|
■ プログラム開始約30分前。既にプレゼン準備に取り掛かるチームがあります。SVからの指示があったわけではないのに、朝食を終えた他のチームもぞくぞくとプレゼン準備の会場に集まり作業を始めます。本番が近づいていることに、無意識のうちにも緊張が生まれているようです。
■ 与えられたプレゼンの時間は1チーム5分間。この時間の中でどのようなプレゼンを行うのか。まずは一斉にリハーサルを行います。リハーサルすることで各チーム様々なことに気づきました。複数のグループに別れてプレゼンの準備していたチームは、合わせてみると時間が足りない、進行状況がそろっていないということを認識し、また別のチームからは、「もっと、模造紙に書いた図を活用しなきゃ。聞いている人には伝わらないよ。」という声も出ています。

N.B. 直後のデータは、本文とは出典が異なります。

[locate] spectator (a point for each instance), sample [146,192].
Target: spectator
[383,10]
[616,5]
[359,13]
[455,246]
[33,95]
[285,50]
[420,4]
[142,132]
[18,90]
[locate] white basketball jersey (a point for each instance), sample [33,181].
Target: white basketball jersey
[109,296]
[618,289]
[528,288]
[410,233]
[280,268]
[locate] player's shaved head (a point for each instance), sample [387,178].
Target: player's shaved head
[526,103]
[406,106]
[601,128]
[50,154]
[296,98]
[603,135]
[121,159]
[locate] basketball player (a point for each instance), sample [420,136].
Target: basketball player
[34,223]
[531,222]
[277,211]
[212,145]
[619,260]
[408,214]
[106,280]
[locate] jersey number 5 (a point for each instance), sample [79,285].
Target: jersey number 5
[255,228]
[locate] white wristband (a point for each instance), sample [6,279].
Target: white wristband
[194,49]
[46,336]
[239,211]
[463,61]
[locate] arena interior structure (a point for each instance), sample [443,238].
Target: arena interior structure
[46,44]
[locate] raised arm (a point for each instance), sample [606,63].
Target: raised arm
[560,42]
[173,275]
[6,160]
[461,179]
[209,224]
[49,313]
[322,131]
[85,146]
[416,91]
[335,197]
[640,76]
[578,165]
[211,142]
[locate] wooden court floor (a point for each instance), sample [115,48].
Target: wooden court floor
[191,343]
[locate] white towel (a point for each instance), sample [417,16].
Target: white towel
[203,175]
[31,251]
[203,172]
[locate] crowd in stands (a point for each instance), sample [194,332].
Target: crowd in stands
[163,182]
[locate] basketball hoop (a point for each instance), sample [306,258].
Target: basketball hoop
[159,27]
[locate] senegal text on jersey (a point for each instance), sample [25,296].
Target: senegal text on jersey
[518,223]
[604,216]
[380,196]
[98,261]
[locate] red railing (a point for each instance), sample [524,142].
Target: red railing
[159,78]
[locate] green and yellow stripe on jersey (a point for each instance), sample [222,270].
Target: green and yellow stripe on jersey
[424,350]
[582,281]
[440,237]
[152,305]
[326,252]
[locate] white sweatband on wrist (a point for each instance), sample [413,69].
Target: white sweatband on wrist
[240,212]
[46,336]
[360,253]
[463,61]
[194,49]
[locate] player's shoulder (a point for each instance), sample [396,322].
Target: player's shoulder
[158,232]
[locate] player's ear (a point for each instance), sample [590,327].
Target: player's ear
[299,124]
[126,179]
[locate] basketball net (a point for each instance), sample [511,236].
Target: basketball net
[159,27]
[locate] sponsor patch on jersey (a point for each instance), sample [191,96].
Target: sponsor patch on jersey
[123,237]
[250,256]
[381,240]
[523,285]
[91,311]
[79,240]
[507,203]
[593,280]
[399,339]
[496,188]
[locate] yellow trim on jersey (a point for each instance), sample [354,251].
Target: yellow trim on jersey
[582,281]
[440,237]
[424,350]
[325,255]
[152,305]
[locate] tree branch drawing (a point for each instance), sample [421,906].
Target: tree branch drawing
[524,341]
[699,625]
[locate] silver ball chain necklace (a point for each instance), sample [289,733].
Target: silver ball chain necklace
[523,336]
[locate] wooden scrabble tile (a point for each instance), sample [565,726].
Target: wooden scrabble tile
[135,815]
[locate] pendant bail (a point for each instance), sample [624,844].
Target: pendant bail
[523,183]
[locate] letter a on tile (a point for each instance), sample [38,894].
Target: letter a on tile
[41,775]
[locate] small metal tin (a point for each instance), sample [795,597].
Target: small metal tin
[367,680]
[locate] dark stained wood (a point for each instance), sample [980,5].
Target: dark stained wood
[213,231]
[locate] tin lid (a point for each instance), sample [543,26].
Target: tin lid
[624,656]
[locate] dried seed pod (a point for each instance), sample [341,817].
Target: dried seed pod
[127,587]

■ プログラム3日目を迎えて、チームの様子にも変化が現れています。話し合いをするときの座席も、固定化し同学年が隣同士に並んでいた初日から、場面に応じた入れ替わりが見られます。また、1年生が煮詰まっていると、2年生が手を差し伸べ、一緒に資料を探したり考えたりしている様子もうかがわれます。繰り返してきた議論の中で、学年を意識せず、オープンに他者の意見を受け入れる姿勢が生まれてきたようです。プレゼンでは誰がどのような順で発表するか、パワーポイントは誰が操作するか、ロールプレイを決めていよいよ本番を迎えます。
■ プレゼン会場のHondaコレクションホールに移動しました。「どのようなものが、【CO2&戦争&貧困&○○】な社会を、どのように救うのか」5チームそれぞれのアプローチが共有される瞬間です。発表の順番が抽選で決まり、いよいよプレゼンテーションのスタートです。
■ 「過密と過疎」という視点から今回のテーマを切り取ったチームがあります。「○○」に入る言葉を複数設定し、それらすべての関係を相関図にしたチームもあります。調べてきたデータを模造紙やパワーポイントでグラフ化するなど、どのチームも聞き手に伝わるための工夫が多く見られます。初日は誰か一人が発表する形式がほとんどでしたが、今回はそれぞれの分担で連携しながら発表しています。
■ 各チームのプレゼン後には質疑応答の時間が設けられています。初日のプログラムではHondaの小林さんから質問をいただきました。今度は自分たちでそれを行う番です。同じテーマで挑んでも、おのずと違ってくる他チームの視点。そこから伝わってきたこと、感じたことが質問に現れます。受けこたえも大きく変化しています。想定外の質問も、抱え込むことなくチームの中でのアイコンタクト、時間をとるとすぐに集まって話し合います。意識したのかはわかりませんが、2泊3日のチーム作りの成果は、あらゆる場面に現れるのです。